The audience at Temple Beth Elohim was polite and attentive throughout Steinsaltz’s reading, and laughed at the appropriate times. Perhaps all was not lost. The last twenty years had been hard ones, with Steinsaltz struggling to pay the bills by tutoring students in physics and math, and eking out the occasional freelance article for the Boston Globe.  Living alone had its benefits, but Steinsaltz was not well-suited to a solitary life: his scholarship had suffered as he sought increasingly desperate ways of distracting himself from the ruins of his marriage. The book he had planned to write on Nachman of Bratslav never got beyond the outline stage. He had let his hygiene and diet go to hell and had put on thirty pounds since Rivka left. He had managed to get hooked on surfing the web, usually avoiding the porn, but spending hours delving into obscure Kabbalistic texts. Still, there had been success in the last two years: after the New Yorker story made a name for Steinsaltz, a small university press in Canada contacted him, wondering if he had a collection of stories he could send their way. The result was “Zimmerman’s Trollop,” a series of loosely linked stories that had garnered good reviews in The Boston Phoenix.
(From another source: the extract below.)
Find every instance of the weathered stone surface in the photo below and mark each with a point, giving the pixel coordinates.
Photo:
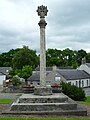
(43, 91)
(56, 103)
His literary life, at any rate, seemed to be more ordered these days, less ravaged by entropy.

Steinsaltz was midway through his last story, intent on reproducing for the audience the raspy timbre of Zimmernan’s voice. He did not notice the young man in the second row, whose eyes looked like runaway trains. On the man’s forehead, beneath a strand of matted hair, tiny Cyrillic letters had been carved with some kind of sharp instrument, highlighted with indelible blue ink. Steinsaltz did not see the young man rise from his seat and remove the steak knife from his leather jacket.

After the melee had subsided – bloodlessly, thank God – and the police had hustled the young man away in handcuffs, a plump, middle-aged woman approached Steinsaltz and placed a hand on his quivering shoulder.

“I am werry sorry for trouble, Meester Steinsaltz,” she said in a thick Russian accent. “But, you know, your story in New Yorker – some in congregation were, how do you say? Werry poot off by idea that Russian Jews are all whores and mobsters.”

“That young man,” Steinsaltz said, “do you … do you know what the words on his forehead said?"

Da! For sure, but they make no sense. In Russian they say, Death to Steinsaltz, bringer of chaos and cold!